Givology Staff's Blog

Why I Joined Givology (My #GivBack story)


You’ve probably been wondering. How did a seventeen-year-old like me find salvation in volunteer work?
Now, I’m not here to blast your minds with some philosophical panegyric about the satisfaction I derive from helping others…the answer’s quite simple, really.
It just makes me happy. And in today’s day and age, many people I know find being happy really hard. Myself included. This is happening, that is happening, everything is basically horrible.
So on one of those extremely boring summer days, I found Givology. I was literally scrolling through Forbes’ list of this and that and looking at pictures of Fan Bing Bing and Andy Lau. But I digress.
Anyway on Forbes’ list of 30 under 30, I found Joyce Meng and Jennifer Chen. Both 27 years old and already founded a non-profit organization? Sounds like something my mom would want me to do.
I hopped on to the Givology website, deciding that I might as well waste more time; if procrastination were a class, I’d be considered an overachiever. I had to study for ACTs, but you know.
[i]Ma Guijun? Whose that?[/i]
[i]Dang…kid who doesn’t have enough money to go to school? Sad…[/i]
Let’s cut to the chase. You know that feeling when you know something is just right for you? That one feeling that people always talk about in the movies when they fall in love?
Well I didn’t exactly fall in love with Givology, if we’re going to be specific here. But I just felt really weird inside. A genuine desire to help Ma Guijun go to school?
No. Not really.
A burning passion to help all children go to school.
Now I sound insane. It’s amazing how passion changes you. All those years of listening to people telling me to follow my heart; I hear you now.
I scrolled down pages and pages of letters from children in Colombia, Somaliland, China thanking donors for their contributions, thanking donors for allowing them to go to school. I read biographies of children who lived miles away from the nearest school. Yes, I had heard the endless lectures of many children not having access to education in many different countries; I guess this time the lesson hit home.
I was a little frustrated inside. I wanted to give. I wanted to help.
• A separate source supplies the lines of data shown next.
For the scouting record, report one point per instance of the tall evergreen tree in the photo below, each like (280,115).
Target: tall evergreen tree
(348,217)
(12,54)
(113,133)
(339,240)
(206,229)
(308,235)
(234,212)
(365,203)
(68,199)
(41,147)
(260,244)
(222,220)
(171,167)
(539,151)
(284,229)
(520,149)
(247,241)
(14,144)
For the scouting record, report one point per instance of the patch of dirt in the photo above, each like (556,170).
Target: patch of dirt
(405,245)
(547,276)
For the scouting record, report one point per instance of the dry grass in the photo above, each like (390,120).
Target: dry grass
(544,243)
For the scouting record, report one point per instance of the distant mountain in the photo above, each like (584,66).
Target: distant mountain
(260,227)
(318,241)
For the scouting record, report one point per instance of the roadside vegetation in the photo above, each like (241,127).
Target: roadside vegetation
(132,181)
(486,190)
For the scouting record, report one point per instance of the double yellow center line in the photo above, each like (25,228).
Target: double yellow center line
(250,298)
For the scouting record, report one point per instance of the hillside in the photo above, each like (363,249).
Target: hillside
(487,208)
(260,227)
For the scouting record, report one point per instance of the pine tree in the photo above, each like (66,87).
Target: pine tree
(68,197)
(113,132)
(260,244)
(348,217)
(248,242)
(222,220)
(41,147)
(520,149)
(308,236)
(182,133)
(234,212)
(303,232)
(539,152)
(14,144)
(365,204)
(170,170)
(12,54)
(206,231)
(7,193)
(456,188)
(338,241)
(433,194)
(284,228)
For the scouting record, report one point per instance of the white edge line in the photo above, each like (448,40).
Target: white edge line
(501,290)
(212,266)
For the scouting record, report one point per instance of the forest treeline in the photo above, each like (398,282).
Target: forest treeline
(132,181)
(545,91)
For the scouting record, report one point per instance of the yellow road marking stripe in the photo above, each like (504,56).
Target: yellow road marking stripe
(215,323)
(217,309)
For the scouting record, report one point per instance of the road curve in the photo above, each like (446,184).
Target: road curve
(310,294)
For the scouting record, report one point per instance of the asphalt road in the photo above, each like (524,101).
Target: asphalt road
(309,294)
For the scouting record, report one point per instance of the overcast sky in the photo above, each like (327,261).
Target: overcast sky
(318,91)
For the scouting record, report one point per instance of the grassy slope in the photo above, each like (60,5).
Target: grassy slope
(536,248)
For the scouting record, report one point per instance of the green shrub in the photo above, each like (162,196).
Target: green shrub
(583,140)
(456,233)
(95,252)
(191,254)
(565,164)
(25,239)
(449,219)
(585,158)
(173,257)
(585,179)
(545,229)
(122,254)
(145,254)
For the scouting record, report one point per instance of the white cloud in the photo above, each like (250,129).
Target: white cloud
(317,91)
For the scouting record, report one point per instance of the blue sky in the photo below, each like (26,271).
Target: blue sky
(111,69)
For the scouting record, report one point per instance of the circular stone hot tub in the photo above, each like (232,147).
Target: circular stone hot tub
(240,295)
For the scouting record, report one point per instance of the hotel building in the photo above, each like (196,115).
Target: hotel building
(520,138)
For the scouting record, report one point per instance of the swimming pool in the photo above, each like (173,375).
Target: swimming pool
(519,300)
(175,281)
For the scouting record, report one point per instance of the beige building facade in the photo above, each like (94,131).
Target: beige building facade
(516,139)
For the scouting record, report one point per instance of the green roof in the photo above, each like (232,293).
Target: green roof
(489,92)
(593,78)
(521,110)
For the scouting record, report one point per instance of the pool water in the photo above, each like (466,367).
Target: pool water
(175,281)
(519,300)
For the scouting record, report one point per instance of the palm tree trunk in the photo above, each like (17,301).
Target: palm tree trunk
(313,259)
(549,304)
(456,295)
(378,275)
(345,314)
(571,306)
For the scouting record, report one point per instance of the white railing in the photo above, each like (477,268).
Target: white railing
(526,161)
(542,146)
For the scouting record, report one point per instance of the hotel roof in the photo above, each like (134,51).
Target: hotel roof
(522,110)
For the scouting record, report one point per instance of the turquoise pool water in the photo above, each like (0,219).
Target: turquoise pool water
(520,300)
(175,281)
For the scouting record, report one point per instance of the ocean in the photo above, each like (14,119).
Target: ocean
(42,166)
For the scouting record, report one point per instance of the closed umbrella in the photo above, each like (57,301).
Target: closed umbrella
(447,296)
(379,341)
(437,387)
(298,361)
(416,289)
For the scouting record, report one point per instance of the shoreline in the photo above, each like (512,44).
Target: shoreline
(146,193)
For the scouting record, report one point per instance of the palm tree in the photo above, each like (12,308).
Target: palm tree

I’m an idealistic teenager. So when I clicked on the “Get Involved” tab and saw that I could for once truly make a difference in peoples’ lives, I jumped at the opportunity. I imagined ecstatic children waving their diplomas in the air. I imagined children going to a university and absorbing the world’s infinite knowledge database. I imagined grown men and women building communities and a better tomorrow.
I imagined a world of happiness.
Of course, as history has shown us, the world isn’t any better than it was 500 years ago. Human trafficking, class divisions, the rich hanging over the poor—these all still exist.
But I’m young and naïve. So I still believe, despite what my history teachers and textbooks tell me, that I can make the world better. I can give the children of tomorrow a better world.
You might be thinking, “How are you different from anybody else? You want to help people but the world’s not going to be any better.”
And I say to you, practical individuals, yes, history repeats itself. No, I’m not any more special than anyone else on this earth.
But making a difference in a child’s life, giving them the opportunity to reach their full potential in their transient existence in this world—what more could I ask for?
In the end, I gave somebody’s world a better tomorrow.